CONTRATAÇÃO ELETRÔNICA.
USO DE CARTÃO E SENHA.
INEXISTÊNCIA DE FRAUDE.
DANO MORAL NÃO CONFIGURADO.
REPETIÇÃO DE INDÉBITO EM DOBRO.
IMPROCEDÊNCIA.
RECURSO INTERPOSTO PELA INSTITUIÇÃO FINANCEIRA.
CONHECIDO E PROVIDO.
RECURSO INTERPOSTO PELA PARTE AUTORA.
PREJUDICADO.
DECISÃO MONOCRÁTICA.
ART. 932, V, A CPC.
SÚMULA 40 DO TJPI. 1. É válida a contratação de empréstimo pessoal realizado eletronicamente mediante o uso de senha pessoal.
Aplicação da Súmula 40 do TJPI. 2.
Recurso de apelação da parte ré provido, nos termos do art. 932, V, “a” do CPC, reformando-se a sentença proferida em primeiro grau.
Recurso autoral prejudicado.
I.RELATÓRIO Tratam-se de APELAÇÕES CÍVEIS interpostas por BANCO BRADESCO FINANCIAMENTOS S/A e por REGINALDO RODRIGUES DE MOURA em face da SENTENÇA (ID. 25043860) proferida no Juízo Auxiliar Nº 11 da Comarca de Teresina/PI, que julgou procedente a ação declaratória (Processo nº 0831809-62.2023.8.18.0140), proposta por Reginaldo Rodrigues De Moura em face da instituição financeira, na qual, o juízo a quo, determinou o cancelamento do contrato de empréstimo consignado e condenou o banco apelante à restituição em dobro dos valores descontados, bem como ao pagamento de indenização por danos morais no valor de R$ 3.000,00 (três mil reais).
Opostos Embargos de Declaração pelo Banco Bradesco S/A (ID. 25043862), os quais foram improvidos (ID. 25043866).

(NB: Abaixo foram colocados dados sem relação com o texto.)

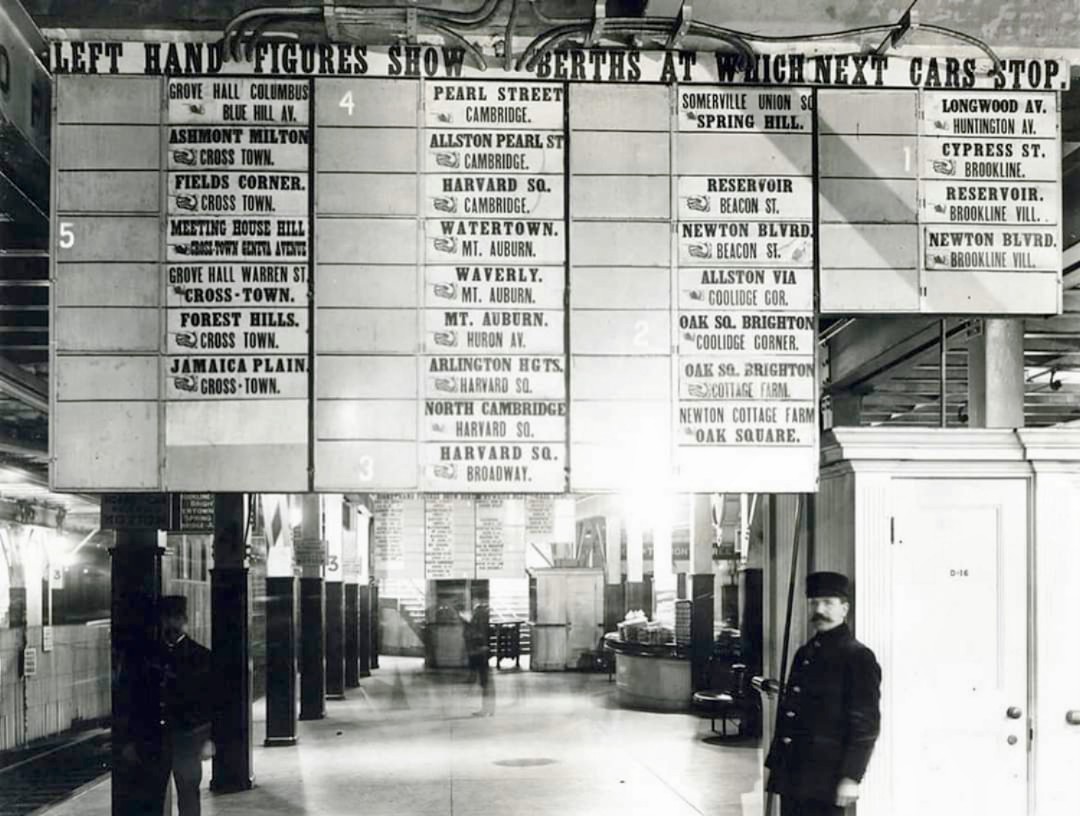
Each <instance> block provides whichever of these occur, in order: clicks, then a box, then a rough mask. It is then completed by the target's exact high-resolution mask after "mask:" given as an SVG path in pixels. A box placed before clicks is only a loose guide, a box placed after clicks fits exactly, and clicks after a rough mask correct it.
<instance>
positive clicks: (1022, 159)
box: [919, 138, 1062, 183]
mask: <svg viewBox="0 0 1080 816" xmlns="http://www.w3.org/2000/svg"><path fill="white" fill-rule="evenodd" d="M919 154H920V155H921V157H923V160H922V167H921V171H922V177H923V178H927V179H930V178H941V179H970V180H973V181H996V180H999V181H1001V182H1002V183H1009V182H1010V181H1056V179H1057V177H1058V176H1059V175H1061V169H1062V168H1061V162H1059V160H1058V159H1057V154H1058V150H1057V146H1056V144H1054V142H1052V141H1047V140H1034V139H1013V138H1010V139H978V138H972V139H950V138H923V139H920V140H919Z"/></svg>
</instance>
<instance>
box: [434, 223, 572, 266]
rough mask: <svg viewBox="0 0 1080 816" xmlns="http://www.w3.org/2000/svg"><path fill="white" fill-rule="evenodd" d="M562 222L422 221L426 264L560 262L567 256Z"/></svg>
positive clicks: (526, 262) (551, 262) (557, 262)
mask: <svg viewBox="0 0 1080 816" xmlns="http://www.w3.org/2000/svg"><path fill="white" fill-rule="evenodd" d="M563 230H564V226H563V222H562V221H561V220H558V221H555V220H549V221H543V220H534V219H515V220H511V219H505V220H463V219H462V220H453V221H451V220H446V219H434V218H431V219H428V220H426V221H424V234H426V235H427V241H426V242H424V243H426V247H427V248H426V260H427V262H428V263H435V264H442V263H458V262H465V263H468V262H470V261H488V262H503V263H511V264H518V263H519V264H527V263H562V262H563V260H564V259H565V257H566V241H565V237H564V232H563Z"/></svg>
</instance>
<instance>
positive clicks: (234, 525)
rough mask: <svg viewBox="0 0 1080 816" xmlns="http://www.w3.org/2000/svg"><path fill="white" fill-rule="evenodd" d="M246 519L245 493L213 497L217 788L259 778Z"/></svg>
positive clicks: (214, 770) (226, 787) (216, 785)
mask: <svg viewBox="0 0 1080 816" xmlns="http://www.w3.org/2000/svg"><path fill="white" fill-rule="evenodd" d="M245 520H246V519H245V516H244V494H243V493H217V494H216V495H215V497H214V569H213V570H212V571H211V665H212V667H213V671H214V677H215V678H216V683H215V686H216V689H217V691H218V699H217V705H216V706H215V708H214V720H213V732H214V746H215V749H216V750H215V753H214V762H213V774H212V776H211V780H210V787H211V790H214V791H218V792H232V791H238V790H248V789H251V787H252V786H253V785H254V781H255V774H254V763H253V758H252V662H251V631H249V624H251V616H252V615H251V597H249V594H248V585H247V577H248V576H247V554H246V548H245V543H244V530H245V527H246V525H245Z"/></svg>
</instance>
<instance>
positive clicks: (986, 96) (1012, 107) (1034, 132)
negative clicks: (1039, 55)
mask: <svg viewBox="0 0 1080 816" xmlns="http://www.w3.org/2000/svg"><path fill="white" fill-rule="evenodd" d="M919 128H920V130H919V133H921V134H922V135H923V136H966V137H972V136H982V137H993V138H1024V139H1032V138H1037V139H1056V138H1057V133H1058V122H1057V97H1056V96H1055V95H1054V94H1039V93H1028V94H1010V93H1001V94H996V93H971V94H964V93H955V92H939V91H927V92H926V93H923V95H922V117H921V119H920V120H919Z"/></svg>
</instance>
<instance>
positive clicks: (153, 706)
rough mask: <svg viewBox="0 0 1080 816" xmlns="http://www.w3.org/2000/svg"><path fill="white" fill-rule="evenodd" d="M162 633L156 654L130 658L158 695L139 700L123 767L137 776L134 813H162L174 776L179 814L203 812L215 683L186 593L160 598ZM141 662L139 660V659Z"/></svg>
mask: <svg viewBox="0 0 1080 816" xmlns="http://www.w3.org/2000/svg"><path fill="white" fill-rule="evenodd" d="M159 613H160V622H161V638H160V641H159V642H158V643H157V644H156V649H154V651H153V653H152V654H149V655H144V656H143V659H141V661H138V659H137V657H134V656H133V657H131V658H130V664H132V665H130V668H129V670H131V671H138V672H139V674H140V675H141V676H143V677H144V678H145V680H144V682H146V683H149V684H150V688H152V689H153V692H154V693H153V694H148V695H146V696H145V698H144V699H143V701H140V702H139V703H138V704H137V705H136V707H135V709H134V711H133V718H132V720H133V721H131V722H129V723H127V727H126V729H125V732H126V733H127V735H129V740H130V742H127V743H126V744H125V745H124V747H123V751H122V758H123V760H124V761H125V762H126V763H127V767H125V769H123V771H125V772H127V773H134V774H136V775H137V776H138V779H139V785H138V801H137V802H135V801H133V802H130V803H129V812H130V813H131V814H132V816H136V814H137V815H138V816H144V814H146V815H147V816H160V814H161V813H162V810H163V807H164V801H165V789H166V788H167V787H168V777H170V776H171V775H172V776H173V778H174V780H175V783H176V800H177V810H178V811H179V814H180V816H199V814H200V813H201V803H200V799H199V786H200V783H201V781H202V761H203V759H206V758H208V757H210V756H211V754H212V753H213V743H212V742H211V718H212V713H213V709H212V703H213V686H212V681H211V655H210V650H208V649H206V648H205V647H203V645H200V644H199V643H197V642H195V641H193V640H192V639H191V638H190V637H188V634H187V623H188V615H187V598H185V597H184V596H183V595H166V596H163V597H162V598H161V599H160V606H159ZM139 663H140V664H141V665H137V664H139Z"/></svg>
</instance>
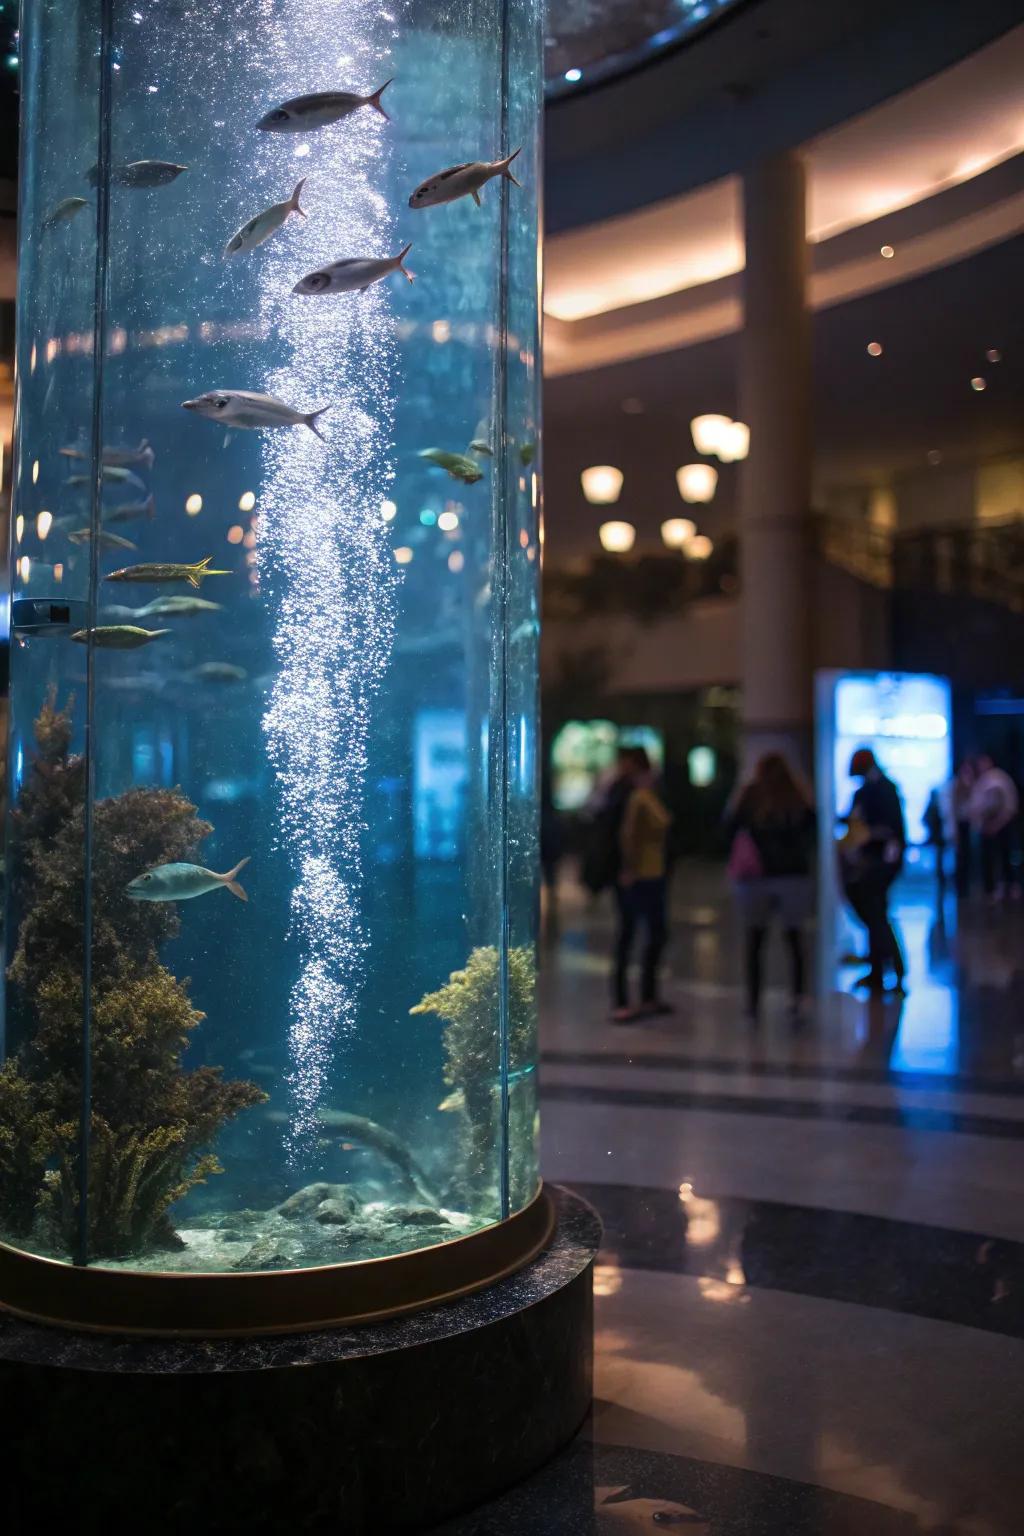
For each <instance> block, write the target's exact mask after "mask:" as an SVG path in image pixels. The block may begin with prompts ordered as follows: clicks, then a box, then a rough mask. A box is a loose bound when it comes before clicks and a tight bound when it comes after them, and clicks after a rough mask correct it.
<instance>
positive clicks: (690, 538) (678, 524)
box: [662, 518, 697, 550]
mask: <svg viewBox="0 0 1024 1536" xmlns="http://www.w3.org/2000/svg"><path fill="white" fill-rule="evenodd" d="M695 531H697V524H695V522H692V519H691V518H666V521H665V522H663V524H662V542H663V544H665V547H666V548H669V550H682V547H683V545H685V544H686V542H688V541H689V539H692V536H694V533H695Z"/></svg>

Em suas razões recursais (ID. 25043867), o Banco/1º Apelante suscita a preliminar de conexão entre a presente ação e outras demandas ajuizadas pelo autor com objeto e causa de pedir semelhantes, requerendo a reunião dos processos com fundamento no art. 55 do CPC, a fim de evitar decisões conflitantes.
Argui, ainda, a ocorrência de prescrição trienal nos termos do art. 206, § 3º, IV, do Código Civil, porquanto o primeiro desconto teria ocorrido em agosto de 2019 e a demanda foi ajuizada apenas em junho de 2023.
No mérito, defende a validade do contrato de empréstimo consignado firmado entre as partes, afirmando que houve o repasse do valor contratado e que não se trata de contratação fraudulenta.
Alega, por fim, a inexistência de dano moral indenizável, ou, subsidiariamente, requer a minoração do quantum fixado.
Em suas razões recursais (ID. 25043874), o 2º/Apelante REGINALDO RODRIGUES DE MOURA postula, exclusivamente, a majoração do valor arbitrado a título de danos morais.
Sustenta que, diante da gravidade dos prejuízos suportados e da condição de hipossuficiência da parte, o montante fixado em primeira instância não é suficiente para reparar o abalo experimentado, tampouco para cumprir a função pedagógica da condenação.
Em contrarrazões (ID. 25043875), o autor pugna pela manutenção integral da sentença.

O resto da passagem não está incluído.